Active learning-based alloy design strategy for improving the strength-ductility balance of Al-Mg-Zn alloys
Mo Wang, Yao Xiao, Yushen Huang, Peng Sun, Ya Li, Xiaoyu Zheng, Qiang Lü, Bo Li, Yuling Liu, Yong Du
Abstract
Al-Mg-Zn alloys, designed to combine the formability of 5xxx alloys with the high strength of 7xxx alloys, still face challenges in achieving an optimal strength-ductility balance. This study presents an active learning-based alloy design strategy to guide experiments aimed at enhancing the strength-ductility balance in Al-Mg-Zn alloys. Firstly, a sub-dataset comprising ultimate tensile strength (UTS) and elongation (EL) data with optimal generalization ability was identified from the small and disordered Al-Mg-Zn dataset using the bagging method. Subsequently, the bagging model of this sub-dataset was employed to construct a Pareto front based on the Upper Confidence Bound for UTS and EL, providing guidance for alloy composition design.
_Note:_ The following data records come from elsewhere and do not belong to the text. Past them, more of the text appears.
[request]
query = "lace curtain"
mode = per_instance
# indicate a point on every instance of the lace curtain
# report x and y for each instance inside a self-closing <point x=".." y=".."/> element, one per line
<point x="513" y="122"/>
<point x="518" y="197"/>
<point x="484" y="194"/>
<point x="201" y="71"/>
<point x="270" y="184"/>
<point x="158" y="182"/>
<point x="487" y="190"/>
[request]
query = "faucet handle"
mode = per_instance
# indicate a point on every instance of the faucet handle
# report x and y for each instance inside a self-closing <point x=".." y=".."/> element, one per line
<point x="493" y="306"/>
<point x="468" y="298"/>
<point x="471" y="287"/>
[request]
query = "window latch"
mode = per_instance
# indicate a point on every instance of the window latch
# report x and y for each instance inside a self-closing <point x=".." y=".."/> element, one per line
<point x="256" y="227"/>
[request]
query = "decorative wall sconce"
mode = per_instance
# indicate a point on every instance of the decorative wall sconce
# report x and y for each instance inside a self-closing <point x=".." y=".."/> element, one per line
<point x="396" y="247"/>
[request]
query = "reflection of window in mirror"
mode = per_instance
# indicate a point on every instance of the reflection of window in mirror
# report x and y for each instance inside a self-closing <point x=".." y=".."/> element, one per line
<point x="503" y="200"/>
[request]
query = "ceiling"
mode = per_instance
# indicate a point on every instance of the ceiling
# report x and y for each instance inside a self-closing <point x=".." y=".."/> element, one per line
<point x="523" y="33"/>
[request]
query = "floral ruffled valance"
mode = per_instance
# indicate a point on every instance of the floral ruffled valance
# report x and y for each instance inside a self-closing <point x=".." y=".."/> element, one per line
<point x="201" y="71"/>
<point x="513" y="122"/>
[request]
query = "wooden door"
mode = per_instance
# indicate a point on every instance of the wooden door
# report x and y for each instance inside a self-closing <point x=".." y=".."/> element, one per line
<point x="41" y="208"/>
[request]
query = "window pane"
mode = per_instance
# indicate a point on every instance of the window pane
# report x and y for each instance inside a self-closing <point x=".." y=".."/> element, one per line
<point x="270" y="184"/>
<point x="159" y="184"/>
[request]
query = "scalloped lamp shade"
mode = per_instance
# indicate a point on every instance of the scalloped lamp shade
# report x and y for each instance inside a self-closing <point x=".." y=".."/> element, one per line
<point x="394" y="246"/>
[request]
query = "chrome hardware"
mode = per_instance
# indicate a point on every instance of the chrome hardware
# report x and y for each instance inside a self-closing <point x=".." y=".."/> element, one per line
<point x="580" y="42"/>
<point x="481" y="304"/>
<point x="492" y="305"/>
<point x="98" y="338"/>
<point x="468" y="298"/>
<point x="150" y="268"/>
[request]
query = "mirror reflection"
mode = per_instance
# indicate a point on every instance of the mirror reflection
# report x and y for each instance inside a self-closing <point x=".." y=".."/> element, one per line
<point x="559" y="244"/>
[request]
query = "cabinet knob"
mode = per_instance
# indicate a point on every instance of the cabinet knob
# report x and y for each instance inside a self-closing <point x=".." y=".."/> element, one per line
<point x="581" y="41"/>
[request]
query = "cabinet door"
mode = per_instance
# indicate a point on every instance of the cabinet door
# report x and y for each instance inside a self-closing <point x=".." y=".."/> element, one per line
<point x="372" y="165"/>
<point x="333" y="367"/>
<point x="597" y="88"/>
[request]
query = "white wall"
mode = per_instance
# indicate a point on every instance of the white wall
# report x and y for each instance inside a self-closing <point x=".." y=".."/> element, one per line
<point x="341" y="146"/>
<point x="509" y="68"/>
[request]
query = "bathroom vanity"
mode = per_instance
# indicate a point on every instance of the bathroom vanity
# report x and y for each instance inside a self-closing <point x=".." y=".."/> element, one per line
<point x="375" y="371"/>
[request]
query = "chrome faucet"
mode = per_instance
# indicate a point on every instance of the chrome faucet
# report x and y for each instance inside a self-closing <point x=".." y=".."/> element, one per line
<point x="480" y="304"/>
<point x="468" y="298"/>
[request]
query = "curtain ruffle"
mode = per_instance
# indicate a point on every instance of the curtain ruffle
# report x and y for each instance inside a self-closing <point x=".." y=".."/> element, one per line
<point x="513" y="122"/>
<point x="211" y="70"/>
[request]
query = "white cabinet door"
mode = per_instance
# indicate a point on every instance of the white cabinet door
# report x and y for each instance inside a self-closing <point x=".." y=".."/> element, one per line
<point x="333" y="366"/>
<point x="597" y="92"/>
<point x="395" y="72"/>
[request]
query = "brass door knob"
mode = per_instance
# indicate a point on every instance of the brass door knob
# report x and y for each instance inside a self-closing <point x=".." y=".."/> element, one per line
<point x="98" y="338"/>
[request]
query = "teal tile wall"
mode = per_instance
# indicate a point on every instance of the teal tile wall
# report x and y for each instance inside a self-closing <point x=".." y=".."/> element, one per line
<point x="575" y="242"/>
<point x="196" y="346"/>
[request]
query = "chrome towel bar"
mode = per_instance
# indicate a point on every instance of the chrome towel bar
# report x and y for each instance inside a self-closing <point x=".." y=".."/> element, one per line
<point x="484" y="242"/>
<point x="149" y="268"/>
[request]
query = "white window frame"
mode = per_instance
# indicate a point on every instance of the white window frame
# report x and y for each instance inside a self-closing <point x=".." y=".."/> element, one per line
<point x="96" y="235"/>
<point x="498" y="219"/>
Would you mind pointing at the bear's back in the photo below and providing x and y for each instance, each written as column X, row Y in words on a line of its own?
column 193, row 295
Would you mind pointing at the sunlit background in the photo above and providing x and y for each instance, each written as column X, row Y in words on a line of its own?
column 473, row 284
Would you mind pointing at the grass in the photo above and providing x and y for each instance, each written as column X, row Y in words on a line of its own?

Through experimental validation and iterative optimization, the strength-ductility balance of Al-Mg-Zn alloys was significantly improved, with the designed Al-5.27Mg-2.8Zn-0.44Cu-0.19Ag-0.15Sc-0.05Mn-0.01Zr alloy (wt.%) exhibiting superior mechanical properties with the measured UTS of 602 MPa and EL of 15.1 %. Microstructural analysis using SEM, EBSD and TEM revealed that the improved strength-ductility balance of the alloy is attributed to its optimized composition, which results in the minimal micron phases, numerous fine Al 3 Sc particles, low-recrystallization grains, and a high density of precipitates. This active learning-based design strategy offering a novel approach for material development in systems with limited data.